Performance anomaly detection at scale (sponsored by Salesforce)
Automated anomaly detection in production using simple data science techniques enables you to more quickly identify an issue and reduce the time it takes to get customers out of an outage. Tuli Nivas shows how to apply simple statistics to change how performance data is viewed and how to easily and effectively identify issues in production.
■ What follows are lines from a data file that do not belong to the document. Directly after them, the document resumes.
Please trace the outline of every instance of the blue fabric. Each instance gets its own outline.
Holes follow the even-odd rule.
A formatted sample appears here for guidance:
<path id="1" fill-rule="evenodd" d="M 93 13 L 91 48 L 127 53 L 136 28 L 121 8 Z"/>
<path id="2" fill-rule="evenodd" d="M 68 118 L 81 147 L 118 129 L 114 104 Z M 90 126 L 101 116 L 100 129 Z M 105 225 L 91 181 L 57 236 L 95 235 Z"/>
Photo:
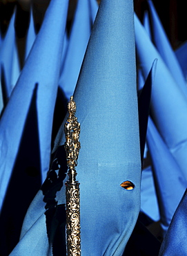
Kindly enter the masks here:
<path id="1" fill-rule="evenodd" d="M 187 181 L 150 118 L 148 126 L 147 143 L 152 163 L 161 226 L 165 235 L 187 188 Z M 175 184 L 174 187 L 171 184 Z"/>
<path id="2" fill-rule="evenodd" d="M 142 90 L 140 91 L 140 95 L 138 97 L 139 123 L 142 167 L 144 166 L 143 161 L 149 115 L 151 89 L 152 86 L 154 86 L 154 78 L 156 72 L 157 62 L 157 60 L 154 61 L 145 84 Z M 139 69 L 139 71 L 141 71 L 141 69 Z M 152 219 L 155 221 L 158 221 L 159 219 L 157 196 L 155 194 L 155 188 L 152 180 L 152 174 L 150 167 L 144 170 L 142 172 L 141 183 L 141 210 Z"/>
<path id="3" fill-rule="evenodd" d="M 5 37 L 3 38 L 0 48 L 0 63 L 3 66 L 5 71 L 5 81 L 6 86 L 6 98 L 8 98 L 11 93 L 11 78 L 12 71 L 13 53 L 15 46 L 15 21 L 16 12 L 14 10 L 11 17 L 8 30 Z"/>
<path id="4" fill-rule="evenodd" d="M 143 166 L 144 148 L 148 126 L 148 119 L 150 110 L 151 89 L 154 83 L 154 76 L 157 66 L 157 60 L 152 64 L 151 70 L 146 79 L 143 89 L 139 91 L 138 95 L 138 113 L 140 137 L 141 161 Z"/>
<path id="5" fill-rule="evenodd" d="M 187 255 L 186 237 L 187 190 L 177 207 L 166 235 L 161 244 L 159 256 Z"/>
<path id="6" fill-rule="evenodd" d="M 152 42 L 160 53 L 162 60 L 169 68 L 175 80 L 187 97 L 186 82 L 175 54 L 160 22 L 152 1 L 148 1 L 150 20 L 152 31 Z"/>
<path id="7" fill-rule="evenodd" d="M 144 28 L 136 15 L 135 17 L 137 62 L 144 77 L 148 75 L 153 60 L 158 59 L 155 85 L 152 89 L 152 117 L 166 145 L 187 179 L 186 98 L 150 42 Z"/>
<path id="8" fill-rule="evenodd" d="M 59 80 L 59 85 L 68 99 L 74 93 L 94 22 L 93 11 L 90 10 L 90 0 L 77 1 L 70 31 L 67 53 Z M 95 9 L 95 12 L 96 15 L 97 9 Z"/>
<path id="9" fill-rule="evenodd" d="M 175 53 L 180 64 L 184 77 L 187 77 L 187 42 L 177 48 Z"/>
<path id="10" fill-rule="evenodd" d="M 10 90 L 12 91 L 13 88 L 14 87 L 19 76 L 21 72 L 21 67 L 19 63 L 19 57 L 18 53 L 18 48 L 17 46 L 15 43 L 14 47 L 14 52 L 13 52 L 13 60 L 12 60 L 12 74 L 11 74 L 11 82 L 10 82 Z"/>
<path id="11" fill-rule="evenodd" d="M 61 2 L 54 0 L 50 6 L 32 53 L 27 59 L 0 120 L 2 150 L 0 158 L 0 208 L 15 163 L 36 83 L 39 84 L 35 104 L 42 181 L 46 179 L 49 168 L 52 117 L 59 77 L 59 57 L 62 52 L 61 42 L 66 23 L 68 1 Z"/>
<path id="12" fill-rule="evenodd" d="M 152 40 L 152 33 L 151 33 L 151 27 L 150 27 L 150 19 L 149 19 L 149 13 L 147 10 L 146 10 L 144 13 L 143 24 L 150 39 Z"/>
<path id="13" fill-rule="evenodd" d="M 139 212 L 135 50 L 132 1 L 101 0 L 75 92 L 81 123 L 77 171 L 83 255 L 121 255 Z M 12 256 L 23 255 L 26 249 L 28 255 L 57 255 L 64 246 L 55 237 L 59 228 L 63 230 L 66 212 L 63 123 L 50 172 L 28 209 Z M 134 183 L 132 190 L 120 186 L 126 180 Z"/>
<path id="14" fill-rule="evenodd" d="M 139 210 L 132 14 L 132 1 L 101 2 L 75 89 L 83 255 L 121 255 Z M 55 151 L 64 143 L 63 131 Z M 135 190 L 120 188 L 127 179 Z"/>
<path id="15" fill-rule="evenodd" d="M 34 18 L 33 18 L 33 11 L 32 8 L 30 8 L 30 22 L 29 26 L 28 29 L 28 33 L 26 35 L 26 49 L 25 49 L 25 60 L 28 57 L 29 53 L 35 40 L 36 39 L 37 35 L 35 28 L 35 23 L 34 23 Z"/>
<path id="16" fill-rule="evenodd" d="M 160 214 L 151 166 L 144 169 L 141 183 L 141 210 L 154 221 L 159 221 Z"/>

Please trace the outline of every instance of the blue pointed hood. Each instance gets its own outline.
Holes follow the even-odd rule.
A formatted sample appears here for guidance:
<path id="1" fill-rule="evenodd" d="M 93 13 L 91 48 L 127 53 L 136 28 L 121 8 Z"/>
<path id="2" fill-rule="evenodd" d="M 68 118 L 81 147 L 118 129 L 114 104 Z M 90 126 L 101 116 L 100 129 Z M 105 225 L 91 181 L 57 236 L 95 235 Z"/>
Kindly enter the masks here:
<path id="1" fill-rule="evenodd" d="M 75 92 L 81 129 L 77 179 L 83 255 L 121 255 L 139 210 L 132 14 L 132 1 L 101 1 Z M 62 125 L 54 150 L 64 139 Z M 126 180 L 134 190 L 120 186 Z"/>
<path id="2" fill-rule="evenodd" d="M 16 11 L 14 10 L 10 19 L 5 37 L 2 39 L 0 47 L 0 63 L 3 66 L 6 84 L 7 96 L 9 98 L 12 91 L 11 79 L 12 73 L 12 63 L 15 47 L 15 22 Z"/>
<path id="3" fill-rule="evenodd" d="M 68 99 L 74 93 L 94 22 L 90 1 L 90 0 L 77 1 L 67 53 L 63 60 L 59 85 Z"/>
<path id="4" fill-rule="evenodd" d="M 85 255 L 122 255 L 139 212 L 135 50 L 133 1 L 101 0 L 74 95 L 81 123 L 77 171 L 81 184 L 81 253 Z M 37 256 L 43 255 L 40 244 L 46 244 L 44 252 L 46 248 L 50 251 L 57 225 L 61 230 L 64 227 L 61 221 L 66 212 L 62 152 L 66 121 L 55 141 L 56 154 L 48 179 L 28 209 L 21 239 L 11 255 L 20 254 L 25 246 L 35 253 L 38 247 Z M 127 180 L 134 183 L 134 189 L 120 185 Z M 59 210 L 61 220 L 57 221 Z M 53 243 L 52 249 L 60 250 L 60 244 L 55 247 Z"/>
<path id="5" fill-rule="evenodd" d="M 186 208 L 187 190 L 177 207 L 166 235 L 162 241 L 159 256 L 186 255 Z"/>
<path id="6" fill-rule="evenodd" d="M 187 181 L 150 118 L 148 126 L 147 143 L 153 165 L 161 225 L 164 235 L 186 190 Z M 175 184 L 175 189 L 171 184 Z"/>
<path id="7" fill-rule="evenodd" d="M 186 82 L 181 68 L 155 9 L 154 5 L 151 0 L 148 0 L 148 3 L 152 31 L 152 42 L 179 86 L 184 87 L 184 89 L 186 91 Z M 186 96 L 187 97 L 186 91 Z"/>
<path id="8" fill-rule="evenodd" d="M 175 55 L 178 60 L 181 68 L 183 71 L 184 77 L 187 77 L 187 42 L 181 44 L 179 48 L 177 48 L 175 51 Z"/>
<path id="9" fill-rule="evenodd" d="M 37 35 L 35 28 L 35 23 L 34 23 L 34 17 L 33 17 L 33 11 L 32 8 L 30 8 L 30 23 L 28 29 L 27 36 L 26 36 L 26 50 L 25 50 L 25 60 L 28 57 L 29 53 L 35 40 L 36 39 Z"/>
<path id="10" fill-rule="evenodd" d="M 36 83 L 41 179 L 46 177 L 50 158 L 53 111 L 59 77 L 60 56 L 66 24 L 68 1 L 52 0 L 32 52 L 25 64 L 0 120 L 1 203 L 18 152 Z M 5 161 L 5 159 L 6 161 Z"/>
<path id="11" fill-rule="evenodd" d="M 150 110 L 159 134 L 187 179 L 187 101 L 144 28 L 135 16 L 137 61 L 144 76 L 157 58 Z M 145 45 L 146 47 L 145 47 Z"/>

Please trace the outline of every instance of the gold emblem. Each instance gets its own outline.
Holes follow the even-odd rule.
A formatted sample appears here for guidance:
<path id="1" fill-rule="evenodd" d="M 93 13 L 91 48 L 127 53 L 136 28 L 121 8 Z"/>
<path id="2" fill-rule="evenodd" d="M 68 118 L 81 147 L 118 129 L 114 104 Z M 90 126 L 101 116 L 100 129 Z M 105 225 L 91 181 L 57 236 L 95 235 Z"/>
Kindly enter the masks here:
<path id="1" fill-rule="evenodd" d="M 79 141 L 80 124 L 75 113 L 76 104 L 71 96 L 68 104 L 69 116 L 64 125 L 68 180 L 66 183 L 67 255 L 81 255 L 80 236 L 80 192 L 79 183 L 76 181 L 77 158 L 81 148 Z"/>

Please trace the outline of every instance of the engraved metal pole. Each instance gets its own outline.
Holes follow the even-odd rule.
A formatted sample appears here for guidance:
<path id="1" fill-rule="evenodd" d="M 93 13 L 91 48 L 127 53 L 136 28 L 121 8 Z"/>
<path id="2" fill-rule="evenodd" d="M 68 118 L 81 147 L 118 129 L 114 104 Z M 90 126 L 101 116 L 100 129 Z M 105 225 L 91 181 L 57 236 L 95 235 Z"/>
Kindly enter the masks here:
<path id="1" fill-rule="evenodd" d="M 81 255 L 80 237 L 80 199 L 79 183 L 76 181 L 77 158 L 80 149 L 79 141 L 80 124 L 75 116 L 76 104 L 71 96 L 68 105 L 69 117 L 65 123 L 67 165 L 68 181 L 66 183 L 66 235 L 67 255 Z"/>

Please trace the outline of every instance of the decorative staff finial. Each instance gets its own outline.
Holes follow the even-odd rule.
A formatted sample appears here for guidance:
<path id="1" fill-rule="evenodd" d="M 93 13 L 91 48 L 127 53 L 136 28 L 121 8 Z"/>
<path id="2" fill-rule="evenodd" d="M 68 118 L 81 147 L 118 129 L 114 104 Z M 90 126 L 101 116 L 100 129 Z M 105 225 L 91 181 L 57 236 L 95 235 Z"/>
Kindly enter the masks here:
<path id="1" fill-rule="evenodd" d="M 76 104 L 71 96 L 68 104 L 69 116 L 65 123 L 68 181 L 66 185 L 66 233 L 68 256 L 81 255 L 79 183 L 76 181 L 77 158 L 81 148 L 79 141 L 80 124 L 75 116 Z"/>

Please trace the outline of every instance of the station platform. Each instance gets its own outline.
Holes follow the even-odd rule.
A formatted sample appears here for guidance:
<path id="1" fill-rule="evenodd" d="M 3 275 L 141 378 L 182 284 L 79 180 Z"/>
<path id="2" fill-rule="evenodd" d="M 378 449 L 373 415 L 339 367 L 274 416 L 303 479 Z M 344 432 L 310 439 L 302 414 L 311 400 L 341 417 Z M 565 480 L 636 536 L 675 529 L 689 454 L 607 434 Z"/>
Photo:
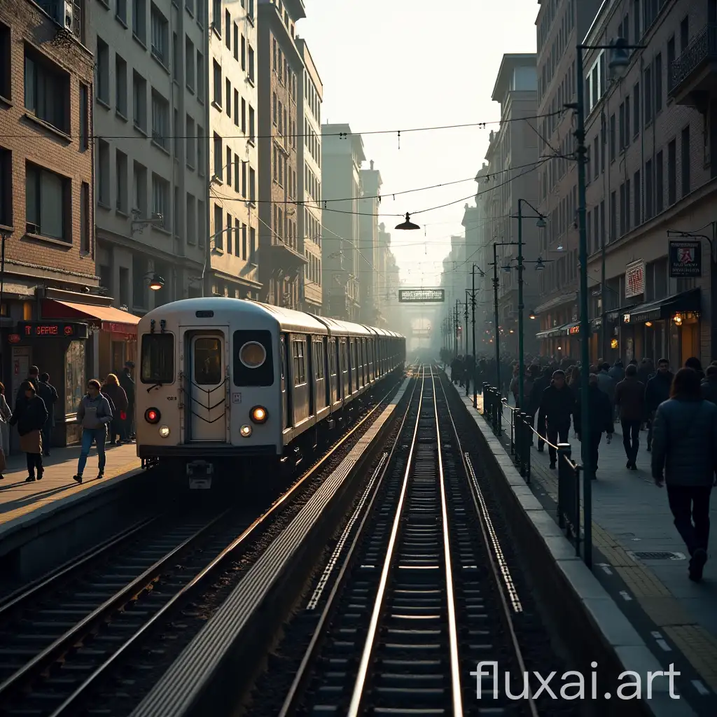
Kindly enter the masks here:
<path id="1" fill-rule="evenodd" d="M 487 437 L 490 450 L 500 455 L 498 464 L 511 465 L 512 458 L 510 463 L 505 459 L 510 452 L 514 407 L 503 409 L 500 439 L 503 451 L 482 416 L 482 397 L 478 397 L 476 410 L 473 392 L 466 397 L 465 388 L 456 389 Z M 580 442 L 572 428 L 569 442 L 574 460 L 579 462 Z M 674 663 L 682 671 L 683 696 L 693 713 L 717 714 L 717 500 L 713 499 L 711 507 L 711 559 L 703 580 L 694 583 L 688 578 L 689 556 L 674 526 L 666 491 L 652 479 L 650 454 L 646 449 L 647 432 L 642 432 L 638 470 L 630 470 L 625 466 L 619 423 L 615 424 L 609 445 L 603 435 L 597 478 L 592 482 L 592 573 L 662 668 L 667 670 Z M 544 452 L 539 452 L 533 445 L 531 472 L 526 488 L 557 526 L 558 473 L 550 468 L 547 446 Z M 609 625 L 606 629 L 609 631 Z M 682 707 L 686 706 L 683 703 Z"/>

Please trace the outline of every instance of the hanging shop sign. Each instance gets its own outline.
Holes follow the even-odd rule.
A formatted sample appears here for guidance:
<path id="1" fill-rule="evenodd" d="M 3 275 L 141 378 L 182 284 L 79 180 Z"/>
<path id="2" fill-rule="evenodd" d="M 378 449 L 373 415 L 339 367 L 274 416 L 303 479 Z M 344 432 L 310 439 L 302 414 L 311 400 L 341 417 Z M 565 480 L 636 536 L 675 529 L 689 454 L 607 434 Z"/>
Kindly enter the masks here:
<path id="1" fill-rule="evenodd" d="M 670 239 L 670 277 L 702 276 L 702 243 L 698 239 Z"/>
<path id="2" fill-rule="evenodd" d="M 645 262 L 638 259 L 625 267 L 625 298 L 645 293 Z"/>
<path id="3" fill-rule="evenodd" d="M 399 289 L 401 303 L 442 303 L 445 301 L 445 289 Z"/>

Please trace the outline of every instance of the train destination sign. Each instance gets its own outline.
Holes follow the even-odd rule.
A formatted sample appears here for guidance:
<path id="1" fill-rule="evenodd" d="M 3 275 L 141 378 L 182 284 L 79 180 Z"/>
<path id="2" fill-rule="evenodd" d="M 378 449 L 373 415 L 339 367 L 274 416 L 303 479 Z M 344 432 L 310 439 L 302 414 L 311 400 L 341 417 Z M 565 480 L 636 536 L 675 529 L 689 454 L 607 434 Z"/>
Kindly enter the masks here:
<path id="1" fill-rule="evenodd" d="M 18 333 L 25 338 L 87 338 L 87 325 L 67 321 L 21 321 Z"/>
<path id="2" fill-rule="evenodd" d="M 445 301 L 445 289 L 399 289 L 402 303 L 441 303 Z"/>

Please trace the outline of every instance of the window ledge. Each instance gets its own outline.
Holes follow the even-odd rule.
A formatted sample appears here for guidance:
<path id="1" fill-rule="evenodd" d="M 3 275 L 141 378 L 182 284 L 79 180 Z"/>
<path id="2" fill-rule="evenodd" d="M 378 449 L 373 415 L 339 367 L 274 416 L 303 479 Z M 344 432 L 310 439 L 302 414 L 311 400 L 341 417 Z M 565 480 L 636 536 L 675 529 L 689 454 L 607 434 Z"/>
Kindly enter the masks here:
<path id="1" fill-rule="evenodd" d="M 68 144 L 72 141 L 72 138 L 70 137 L 70 135 L 63 132 L 61 129 L 55 127 L 54 125 L 51 125 L 49 122 L 45 122 L 44 120 L 41 120 L 39 117 L 36 117 L 34 115 L 31 115 L 28 112 L 24 113 L 24 116 L 26 119 L 29 120 L 31 122 L 34 122 L 36 125 L 39 125 L 40 127 L 42 127 L 52 132 L 53 134 L 57 135 L 60 138 L 60 139 L 64 140 Z"/>
<path id="2" fill-rule="evenodd" d="M 57 247 L 64 247 L 65 249 L 71 249 L 72 244 L 71 242 L 65 242 L 62 239 L 55 239 L 54 237 L 45 237 L 42 234 L 25 234 L 26 239 L 34 239 L 37 242 L 43 242 L 45 244 L 52 244 Z"/>

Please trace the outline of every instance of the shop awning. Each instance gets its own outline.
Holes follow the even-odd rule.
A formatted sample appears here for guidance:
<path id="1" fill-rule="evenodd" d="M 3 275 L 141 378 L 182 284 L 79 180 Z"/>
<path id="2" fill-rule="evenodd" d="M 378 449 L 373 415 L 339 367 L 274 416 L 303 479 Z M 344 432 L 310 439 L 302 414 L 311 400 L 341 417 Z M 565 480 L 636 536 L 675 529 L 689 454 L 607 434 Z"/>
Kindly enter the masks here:
<path id="1" fill-rule="evenodd" d="M 622 315 L 622 323 L 644 323 L 670 319 L 676 313 L 696 313 L 701 308 L 699 289 L 690 289 L 681 294 L 665 297 L 657 301 L 634 306 Z"/>
<path id="2" fill-rule="evenodd" d="M 136 335 L 140 317 L 113 306 L 96 306 L 74 301 L 46 299 L 42 302 L 43 318 L 71 318 L 88 321 L 100 331 Z"/>

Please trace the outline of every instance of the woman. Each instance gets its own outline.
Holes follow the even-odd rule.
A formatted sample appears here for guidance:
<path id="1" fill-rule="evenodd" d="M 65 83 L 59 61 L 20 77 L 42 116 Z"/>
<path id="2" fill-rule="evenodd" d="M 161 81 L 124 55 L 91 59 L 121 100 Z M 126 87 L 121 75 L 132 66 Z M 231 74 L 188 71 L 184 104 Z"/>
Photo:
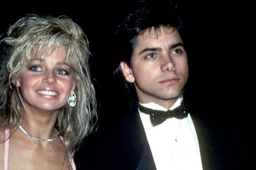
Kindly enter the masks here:
<path id="1" fill-rule="evenodd" d="M 75 146 L 97 119 L 83 30 L 27 15 L 1 47 L 0 170 L 75 169 Z"/>

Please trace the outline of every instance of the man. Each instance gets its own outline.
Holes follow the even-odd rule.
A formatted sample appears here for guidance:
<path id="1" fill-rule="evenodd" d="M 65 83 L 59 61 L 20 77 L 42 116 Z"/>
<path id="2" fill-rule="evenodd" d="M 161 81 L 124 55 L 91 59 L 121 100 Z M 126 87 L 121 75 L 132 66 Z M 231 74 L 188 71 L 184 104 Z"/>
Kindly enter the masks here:
<path id="1" fill-rule="evenodd" d="M 130 112 L 87 140 L 77 155 L 78 169 L 247 169 L 237 164 L 243 159 L 233 148 L 231 128 L 225 133 L 221 124 L 199 119 L 187 107 L 188 55 L 177 4 L 153 1 L 141 6 L 115 34 L 115 74 L 125 80 Z"/>

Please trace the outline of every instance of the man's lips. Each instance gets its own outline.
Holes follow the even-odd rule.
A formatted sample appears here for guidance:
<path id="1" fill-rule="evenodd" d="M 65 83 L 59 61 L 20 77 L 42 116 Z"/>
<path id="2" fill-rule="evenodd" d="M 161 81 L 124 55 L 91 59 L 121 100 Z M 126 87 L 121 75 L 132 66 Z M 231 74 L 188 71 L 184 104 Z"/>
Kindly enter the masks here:
<path id="1" fill-rule="evenodd" d="M 179 81 L 179 79 L 178 78 L 167 78 L 167 79 L 163 79 L 163 80 L 161 80 L 159 81 L 159 83 L 160 84 L 176 84 Z"/>

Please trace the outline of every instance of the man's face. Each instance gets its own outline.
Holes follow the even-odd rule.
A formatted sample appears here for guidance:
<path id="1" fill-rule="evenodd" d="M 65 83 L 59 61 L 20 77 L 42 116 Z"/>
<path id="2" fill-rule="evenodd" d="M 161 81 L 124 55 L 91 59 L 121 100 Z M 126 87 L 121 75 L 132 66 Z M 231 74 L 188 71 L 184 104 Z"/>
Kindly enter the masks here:
<path id="1" fill-rule="evenodd" d="M 126 80 L 134 84 L 141 103 L 168 107 L 181 95 L 188 79 L 186 52 L 176 29 L 149 30 L 137 37 L 131 67 L 124 63 L 120 66 Z"/>

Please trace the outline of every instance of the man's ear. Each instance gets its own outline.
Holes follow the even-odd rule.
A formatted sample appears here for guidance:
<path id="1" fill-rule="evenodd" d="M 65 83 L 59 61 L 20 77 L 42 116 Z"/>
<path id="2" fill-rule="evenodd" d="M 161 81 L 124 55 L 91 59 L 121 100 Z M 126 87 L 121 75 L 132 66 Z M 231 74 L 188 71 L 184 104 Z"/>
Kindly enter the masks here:
<path id="1" fill-rule="evenodd" d="M 121 67 L 122 74 L 124 77 L 125 80 L 129 83 L 134 82 L 135 79 L 132 68 L 129 67 L 126 63 L 122 61 L 120 63 L 120 66 Z"/>

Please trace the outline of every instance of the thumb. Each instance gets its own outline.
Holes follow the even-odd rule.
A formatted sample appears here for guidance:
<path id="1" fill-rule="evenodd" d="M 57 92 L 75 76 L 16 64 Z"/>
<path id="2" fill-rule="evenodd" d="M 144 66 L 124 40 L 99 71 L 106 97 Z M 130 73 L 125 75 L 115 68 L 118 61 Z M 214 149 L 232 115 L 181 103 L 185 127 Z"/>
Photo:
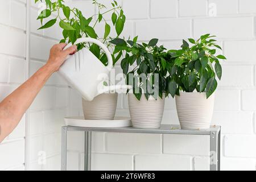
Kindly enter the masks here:
<path id="1" fill-rule="evenodd" d="M 67 55 L 72 54 L 74 53 L 76 51 L 77 47 L 76 46 L 72 46 L 69 48 L 68 48 L 67 49 L 63 51 L 65 54 Z"/>

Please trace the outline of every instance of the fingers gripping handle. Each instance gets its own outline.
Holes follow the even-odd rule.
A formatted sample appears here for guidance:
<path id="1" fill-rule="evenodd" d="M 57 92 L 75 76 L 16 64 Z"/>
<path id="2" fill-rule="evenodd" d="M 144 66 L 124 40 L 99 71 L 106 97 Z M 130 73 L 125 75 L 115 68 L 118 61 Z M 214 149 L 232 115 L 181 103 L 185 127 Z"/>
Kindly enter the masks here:
<path id="1" fill-rule="evenodd" d="M 100 46 L 102 49 L 102 50 L 105 52 L 105 53 L 106 53 L 106 55 L 107 56 L 108 60 L 108 64 L 107 68 L 108 68 L 109 69 L 109 70 L 110 70 L 112 68 L 112 67 L 113 67 L 112 56 L 111 56 L 111 53 L 109 52 L 109 49 L 107 48 L 107 47 L 104 44 L 102 44 L 102 43 L 101 43 L 100 41 L 99 41 L 97 39 L 95 39 L 89 38 L 85 38 L 78 39 L 76 41 L 76 42 L 74 43 L 74 44 L 78 44 L 82 43 L 84 42 L 90 42 L 90 43 L 94 43 L 94 44 L 98 45 L 98 46 Z M 64 48 L 64 50 L 67 49 L 67 48 L 71 47 L 71 46 L 72 46 L 72 44 L 71 43 L 70 43 L 69 44 L 67 45 L 67 46 Z"/>

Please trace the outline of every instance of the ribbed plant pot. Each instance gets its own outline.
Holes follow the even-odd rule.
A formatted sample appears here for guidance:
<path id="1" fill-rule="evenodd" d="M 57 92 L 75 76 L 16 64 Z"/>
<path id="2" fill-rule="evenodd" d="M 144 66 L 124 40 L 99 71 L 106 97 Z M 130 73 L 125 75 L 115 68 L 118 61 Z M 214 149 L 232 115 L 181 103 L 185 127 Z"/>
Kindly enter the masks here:
<path id="1" fill-rule="evenodd" d="M 117 93 L 104 93 L 92 101 L 82 99 L 85 119 L 113 120 L 117 105 Z"/>
<path id="2" fill-rule="evenodd" d="M 147 100 L 142 94 L 140 101 L 133 94 L 128 94 L 130 115 L 133 127 L 142 129 L 159 128 L 163 118 L 165 96 Z"/>
<path id="3" fill-rule="evenodd" d="M 181 92 L 175 96 L 176 107 L 182 129 L 209 129 L 214 103 L 214 93 L 207 99 L 205 93 Z"/>

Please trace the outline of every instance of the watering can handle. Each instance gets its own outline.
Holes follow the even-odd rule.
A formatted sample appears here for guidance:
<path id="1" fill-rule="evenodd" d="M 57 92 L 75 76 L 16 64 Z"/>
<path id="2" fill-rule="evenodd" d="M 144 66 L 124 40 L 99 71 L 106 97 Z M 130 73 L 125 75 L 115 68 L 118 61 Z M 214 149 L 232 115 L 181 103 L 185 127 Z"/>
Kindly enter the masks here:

|Talk Title||Performance anomaly detection at scale (sponsored by Salesforce)|
|Speakers||Tuli Nivas (Salesforce)|
|Conf Tag||Build resilient systems at scale|
|Location||New York, New York|
|Date||September 20-22, 2016|
As performance engineers, we understand the importance of software testing during and after development in order to identify any and all performance bottlenecks. Due to various constraints—whether a scaled-down test environment, data volume, or code integration limitations—it’s not always possible to catch all bugs in test. If performance bottlenecks are not identified and resolved in a timely manner, there’s a chance customers may be impacted. As a result, anomaly detection in production takes on an even bigger significance. The scale at which this kind of anomaly detection needs to be done is noteworthy—few servers in test versus thousands of servers in production, with time being of the utmost essence. That’s why anomaly detection at scale is one the biggest challenges for a performance engineer. One of the most widely used techniques to identify performance bugs is to look at time series data for the various metrics, which can then be used to find potential problems. However, this approach doesn’t scale well in production, even if time series data can be consolidated into a few charts. Tuli Nivas shares techniques that address how time consuming this kind of analysis can be and demonstrates how applying simple statistics and basic linear regression principles can improve productivity of a performance engineer tenfold or more. This session is sponsored by Salesforce.